A Renaissance town amidst beautiful landscapes, Kazimierz Dolny is a real Mecca for artists and writers. What makes it stand out are historic buildings and the romantic ruins of a 14th century castle built during the rule of King Casimir the Great. The stronghold once stood guard over the nearby Vistula crossing. On the opposite river bank, in the town of Janowiec, is another castle, built in the 16th century. Recently renovated, today it houses the Vistula River Museum.
This section of the Vistula River is especially picturesque, and the best way to appreciate this is by taking a boat cruise. Other places worth visiting in the area are gorges that cut deep into the surrounding hills. Within a close distance from Kazimierz are Nałęczów, one of the most popular spas in Poland, and Lublin, the capital of the Voivodeship, famous for its beautiful old town.
Kazimierz Dolny Art Colony
Kazimierz Dolny and art go hand in hand. An artists’ colony has existed here for almost a hundred years now. The town attracts tourists with its beautiful architecture, the meandering Vistula and exceptional loess gorges. You can't find gorges like these anywhere else.“It's the gorges that add real charm to this place. Even with many tourists around, you can always find some secluded gorge.
The nature, architecture, provincial character and Arcadian atmosphere of this place have inspired many generations of artists. The first ones appeared in Kazimierz in the late 18th century. In the beginning of the 20th century, the Warsaw Academy of Fine Arts started to organize outdoor painting workshops for its students here. This led to the establishment of a vibrant artists’ colony, which flourished during the interwar years. In 1925, St. Luke’s Fraternity was established in Kazimierz, with Antoni Michalak, Bolesław Cybis and Jan Zamoyski among its members. During World War II, the town was almost entirely destroyed and many Kazimierz artists perished. In 1947, Karol Siciński, an architect with artistic aspirations, took on the task of reconstructing the city, successfully restoring its beauty. As a result, artists began to return.

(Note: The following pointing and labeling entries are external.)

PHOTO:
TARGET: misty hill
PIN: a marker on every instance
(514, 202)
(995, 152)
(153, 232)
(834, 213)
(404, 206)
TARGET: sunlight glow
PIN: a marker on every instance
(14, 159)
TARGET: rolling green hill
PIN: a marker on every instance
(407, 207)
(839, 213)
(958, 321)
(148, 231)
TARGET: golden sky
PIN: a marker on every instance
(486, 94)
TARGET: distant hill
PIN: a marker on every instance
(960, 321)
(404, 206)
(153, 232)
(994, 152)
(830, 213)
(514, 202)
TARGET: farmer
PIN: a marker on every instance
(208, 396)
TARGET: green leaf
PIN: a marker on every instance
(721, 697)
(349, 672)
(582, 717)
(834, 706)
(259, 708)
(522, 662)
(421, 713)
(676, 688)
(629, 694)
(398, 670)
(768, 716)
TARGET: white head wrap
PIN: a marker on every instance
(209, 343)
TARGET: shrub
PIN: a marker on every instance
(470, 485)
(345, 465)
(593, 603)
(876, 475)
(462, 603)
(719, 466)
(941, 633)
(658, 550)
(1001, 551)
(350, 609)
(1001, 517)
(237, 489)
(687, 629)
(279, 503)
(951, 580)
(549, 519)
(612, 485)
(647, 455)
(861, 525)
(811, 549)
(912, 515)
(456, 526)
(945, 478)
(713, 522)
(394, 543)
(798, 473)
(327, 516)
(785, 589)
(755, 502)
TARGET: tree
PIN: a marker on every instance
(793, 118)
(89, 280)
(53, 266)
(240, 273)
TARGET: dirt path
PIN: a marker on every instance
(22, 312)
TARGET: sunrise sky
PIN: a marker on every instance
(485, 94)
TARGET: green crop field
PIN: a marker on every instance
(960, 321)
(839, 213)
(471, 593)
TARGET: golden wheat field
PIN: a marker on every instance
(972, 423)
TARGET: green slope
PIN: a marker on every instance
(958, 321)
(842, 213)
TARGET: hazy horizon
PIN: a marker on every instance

The establishment of the Kazimierz Confraternity of Art in 2000, which gathers over 50 artists today, was an attempt to unite the artistic diaspora. They show their works all over Poland, organize auctions for our friends in need, and give their paintings to charities. Thanks to them, as early as 2,000 Kazimierz joined the European Federation of Artists’ Colonies in Overijse near Brussels. In 2014, they organized the 1st European Festival of Artists’ Colonies. Artists from Szklarska Poreba, Zakopane, Krzemieniec and Worpswede attended the event.
Many colonies created in Europe at the turn of the 19th and 20th centuries did not survive the turmoil of history. The artistic traditions in Kazimierz were never interrupted despite the wars, political transformations as well as artistic changes that swept through the 20th century.
Paintings by Kazimierz artists are now displayed at a few dozen galleries—the exact list is available at the information point in the market square. The Celejowska Tenement, a branch of the Nadwiślanskie Museum (Senatorska 11/13), shows works by artists linked to Kazimierz, mainly paintings from the 1918-1939 period. The beauty of pre-war Kazimierz is preserved in the photographs of Benedykt Jerzy Dorys, a talented photographer. A permanent exhibition of his works is at the synagogue on Lubelska 4.
Kazimierz Dolny Geography
Kazimierz Dolny has a permanent population of 2,000, is on the east bank of the Vistula River in that part of the Lublin Upland known as the Naleczow Plateau. The town is 45 km from Lublin, about 140 km to the south of Warsaw, in the Pulawy County of the Lublin Voivodship. It enjoys a mild climate throughout the year.
Since 1979 the area around Kazimierz Dolny is protected by special decree as a landscape park. The loess gorges, which are so typical for this terrain, have been either carved by the Vistula or are a result of human activity.